Now, director Kimberly Pierce, who previously helmed Boys Don't Cry and Stop Loss, is taking a shot at making Carrie White the thing of teenage nightmares again. Pierce lacks the visual flair that De Palma has been known for, but she's previously been very good at giving actors and the characters they're portraying everything they need to be full and nuanced. Unfortunately, the source material and the screenplay for Carrie lack all of that. Pierce's strongest asset as a director is stolen from her before the film ever even begins.

66ème Festival de Venise (Mostra) Julianne Moore
 Julianne Moore (Photo credit: Wikipedia)
There's very little different in this version, other than an update to exactly how far bullying can go to with the exclusion of cyber bullying. There's a new opening sequence as well, and it lays the groundwork for Julianne Moore's version of Margaret White. This Margaret White has a much more dangerous edge. Where Piper Laurie seemed like a kind of imbalanced zealot, Moore seems genuinely dangerous and appears to be someone who is capable of serious violence at any moment, against herself and anyone who might come into contact with her. Piper Laurie was a high tension wire full of electric anxiety, Julianne Moore comes across as having a deep reservoir of psychosis just under the surface. Moore gives her usual level of great performance. It's genuinely creepy.

Chloe Grace Moretz
Chloe Grace Moretz (Photo credit: ellasportfolio)
 Chloe Grace Moretz takes over responsibilities as Carrie    White, the budding telekinetic and object of horrific bullying.
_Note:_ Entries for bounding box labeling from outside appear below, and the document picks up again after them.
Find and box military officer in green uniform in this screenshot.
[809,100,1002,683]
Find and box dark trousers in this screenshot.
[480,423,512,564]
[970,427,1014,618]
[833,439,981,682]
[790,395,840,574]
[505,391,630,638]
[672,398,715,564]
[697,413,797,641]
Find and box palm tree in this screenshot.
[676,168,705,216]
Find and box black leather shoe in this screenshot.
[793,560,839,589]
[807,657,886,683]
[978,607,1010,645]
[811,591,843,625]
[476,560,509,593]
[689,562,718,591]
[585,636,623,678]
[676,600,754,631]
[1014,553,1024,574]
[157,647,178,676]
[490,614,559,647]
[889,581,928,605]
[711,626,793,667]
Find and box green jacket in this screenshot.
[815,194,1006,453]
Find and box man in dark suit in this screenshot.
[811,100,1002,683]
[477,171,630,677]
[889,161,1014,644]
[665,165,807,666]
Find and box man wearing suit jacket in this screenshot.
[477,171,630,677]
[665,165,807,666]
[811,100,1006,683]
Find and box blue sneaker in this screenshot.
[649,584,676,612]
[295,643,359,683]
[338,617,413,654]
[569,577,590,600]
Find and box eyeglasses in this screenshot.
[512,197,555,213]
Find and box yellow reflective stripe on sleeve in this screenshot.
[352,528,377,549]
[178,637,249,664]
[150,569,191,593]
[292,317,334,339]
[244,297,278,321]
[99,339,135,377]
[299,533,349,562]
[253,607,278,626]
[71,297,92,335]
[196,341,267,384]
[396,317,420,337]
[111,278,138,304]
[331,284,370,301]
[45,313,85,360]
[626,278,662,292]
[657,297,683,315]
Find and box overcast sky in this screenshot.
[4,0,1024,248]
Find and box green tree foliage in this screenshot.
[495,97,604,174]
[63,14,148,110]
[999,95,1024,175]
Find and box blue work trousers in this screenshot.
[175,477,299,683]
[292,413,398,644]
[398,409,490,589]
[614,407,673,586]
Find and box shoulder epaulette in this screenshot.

Moretz is also a very different Carrie than her predecessor. The two depictions of the character have in common that Carrie is completely unable to pull herself out of the socially inept stupor of fear and anxiety that are the majority of her waking moments. Where they differ is that there are moments when some Moretz version of Carrie shows some genuine light, some real understanding of her situation. That difference results in a character that ends up seeming very much like a caged animal and the final act being the release of that animal into the world.

The supporting cast is unfortunately wooden. Again, it's not like they have a very rich tapestry of nuanced, layered characters to work with, but none of them seem to be adding anything to the characters either. Amy Irving's Sue Snell was at least believably sympathetic. This versions Sue Snell, Gabriella Wilde, doesn't portray the level of empathy and genuine decency Irving was capable of.

There is one thing that this new version of Carrie has over the old version. It adds one small thing, making the Chris Hargensen (played by Nancy Allen in the first version) character the product of a childhood which was pampered and comforted and never faced the consequences for its actions. Portia Doubleday's Chris is a mean spirited, hate filled, borderline sociopath. This Chris doesn't even essentially acknowledge Carrie as a human being because she is from a different social and economic class than Chris and the people Chris has been surrounded by her entire life. They've done a good job of portraying the kind of kid that drives others to suicide after years of torment. That combined with the use of the internet to extend that torment beyond the school grounds are the only real updates to the story.

Really, the existence of this film ends up being completely superfluous. As with any other remake, the existence of this film doesn't take anything away from the original, it's just utterly unnecessary. There are dozens of different things that could be picked apart and blamed for the fact that the film is just bland and without any reason to see it beyond Julianne Moore's performance.